2020年に、この世界(いま貴方が小説投稿サイトカクヨムを見てる世界です)は全て崩壊、消滅、消失しました。瓦礫となって崩壊なんつうレベルじゃないです。世界存在が全て消失したのです。存在率≒0%。すべてはTV的グレーノイズの中に消え失せた。


≒《ニアリイコール》、ということは、全く0ではなかった。18だけ、存在があった。

それらが、レッズ・エララという世界を作った。それらは、18柱の神となった。


レッズ・エララという世界は、つまるところ2020年に崩壊消失した世界……「先史時代」を引き継ぐための、代替えの世界でありました。


代替えとはいっても。

やっぱり、18柱みんな、あの世界を愛していたんですよ。


というか、「愛する」という行為は、世界を必要とするんですよ。

グレーノイズの狂気の「無」においては、存在はただ発狂するだけである。


ところで、神学的哲学的問題がひとつ。

「先史時代の次にレッズ・エララが到来した。ならば、先史時代→レッズ・エララの世界時間軸の【外側の世界】、18柱神の【上位存在】が、この世界の外側に存在しているのではないか?」

という疑問です。これは、18柱が集まったその初期から、定期的に議題に挙げられていたものです。


それは、とても正しいのです。


なぜなら、ここに証拠があるからです。

「手紙」と呼ばれている、異次元に渡った者からの手紙が……。



#2


「助けてくれ。しにそうだ」

から、その手紙は始まる。異次元からレッズ・エララに向けて届いた、その手紙は。


彼の名は「エヴィル」という。天才黒魔術師である。

少なくともレッズ・エララの世界において、彼の知識と発想を越す頭脳の「ひと」は居ない。


生まれてから時折、彼はこんな疑問を抱いていた。

「この世界の【外側】があるのではないか?」と。

 それは、異次元の存在。


レッズ・エララの中世において、その発想は禁忌とかいう以前に、狂人のうつろな妄想としてしか語られない。

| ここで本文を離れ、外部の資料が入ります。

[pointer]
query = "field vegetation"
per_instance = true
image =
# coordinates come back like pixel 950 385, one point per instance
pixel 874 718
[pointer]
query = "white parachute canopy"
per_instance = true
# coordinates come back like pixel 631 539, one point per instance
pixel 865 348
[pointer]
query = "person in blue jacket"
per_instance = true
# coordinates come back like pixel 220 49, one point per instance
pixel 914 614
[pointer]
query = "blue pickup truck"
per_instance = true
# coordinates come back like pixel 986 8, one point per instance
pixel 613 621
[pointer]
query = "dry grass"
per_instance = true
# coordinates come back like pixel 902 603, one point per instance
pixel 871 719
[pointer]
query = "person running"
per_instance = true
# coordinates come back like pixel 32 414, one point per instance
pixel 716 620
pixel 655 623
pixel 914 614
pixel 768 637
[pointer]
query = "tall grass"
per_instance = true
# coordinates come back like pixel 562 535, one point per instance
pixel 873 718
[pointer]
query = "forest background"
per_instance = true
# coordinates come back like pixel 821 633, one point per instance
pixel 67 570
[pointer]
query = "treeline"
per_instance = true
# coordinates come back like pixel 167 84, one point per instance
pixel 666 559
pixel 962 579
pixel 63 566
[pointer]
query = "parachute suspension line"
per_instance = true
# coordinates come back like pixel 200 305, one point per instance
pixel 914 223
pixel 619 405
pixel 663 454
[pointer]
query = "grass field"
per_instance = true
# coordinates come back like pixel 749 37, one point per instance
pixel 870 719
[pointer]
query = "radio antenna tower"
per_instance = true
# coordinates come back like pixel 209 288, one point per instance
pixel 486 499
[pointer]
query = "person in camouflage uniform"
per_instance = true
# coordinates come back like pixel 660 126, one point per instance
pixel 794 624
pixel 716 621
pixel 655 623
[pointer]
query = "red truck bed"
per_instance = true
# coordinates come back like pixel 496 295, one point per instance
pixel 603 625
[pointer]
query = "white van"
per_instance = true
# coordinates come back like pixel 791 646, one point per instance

なにしろ、「先史時代」という概念すら、エヴィルのような第一級の知性がようやく認識しはじめた頃なのだ。


だが、エヴィルは子供のころから、「外側/異次元」という概念が、非常に「しっくりきた」のである。

レッズ・エララの世界の現象は、あまりに巨大で広大で極端な振れ幅を持ってはいる。

しかし、それは「ある基準を、極端に拡大したもの」という風にしか、エヴィルには見られなかった。


その「ある基準」とは、先史時代のこと。

つまり、2019年の今、のことだ。


なるほど、先史時代の復興ルネサンスを、レッズ・エララの一部の神は、もくろんでいる。

このREにおいて、先史時代をより強く、輝かしく、幻想的に仕立て上げることを。


天才エヴィルが、そう思うのも、無理はない。

それでは、引き写しではないか。リミックスという風に表現? ハッ、すればいい臆病者。そこに「新しさ」など何もないではないか。慰撫の揺りかご。再現性のたゆたい。


彼の特殊技能は、

「ちょっと頑張ればアカシックレコードを閲覧することが出来る」

というものだ。

だから、彼はしょっちゅう図書館行く感覚でアカシックレコードに行っていた。貸出カードは20冊までの制限である。図書予約は3日待つ。返却期間は2週間。


そこで、エヴィルは、見つけてしまったのだ。

ちょうど、相棒・時雨と一緒に神を殺し、彼女の妖刀「落葉」に宿る妖精が、不本意ながらふたりの娘となったころに。


「助けてくれ、しにそうだ」

から始まる、異次元からの手紙を……。



#3


落葉(らくよう:刀の精霊、のじゃろり娘)「のぅ、母よ、時雨や。あすこのエヴィルは、この数日間何をしちょるのじゃ?」

時雨「ものっそい真剣な顔をしてるよね。ああいう時は周りをシャットアウトして、完全集中モード入るからね。……でも、確かに今回は、長いね」


時雨の作るおいしいご飯を、いつもだったら

「旨い、うまい、めっちゃくちゃ旨い……!信じられん旨さだぞこれ、ジャストタイムの生理化学だけでは説明つかんぞこれ……」

と、料理を作る方にとってみれば、最大級の賛辞の健啖でもって食べるエヴィルであったが、このところはうわのそらだ。だから時雨もおにぎりとスープだけで留めている(それでも旨い)


だってねぇ。

時雨は思う。

この集中モードが解除された時、エヴィル君はいつも決まって、物凄い信じられない発想の、おもっっっしろいことを言い出すのだ!


それだけで、2、3年は夢に酔えるほどの。

てことは、つまり、世界をぐらんぐらん揺らすほどの、大天才の偉業が、また、っていうこと。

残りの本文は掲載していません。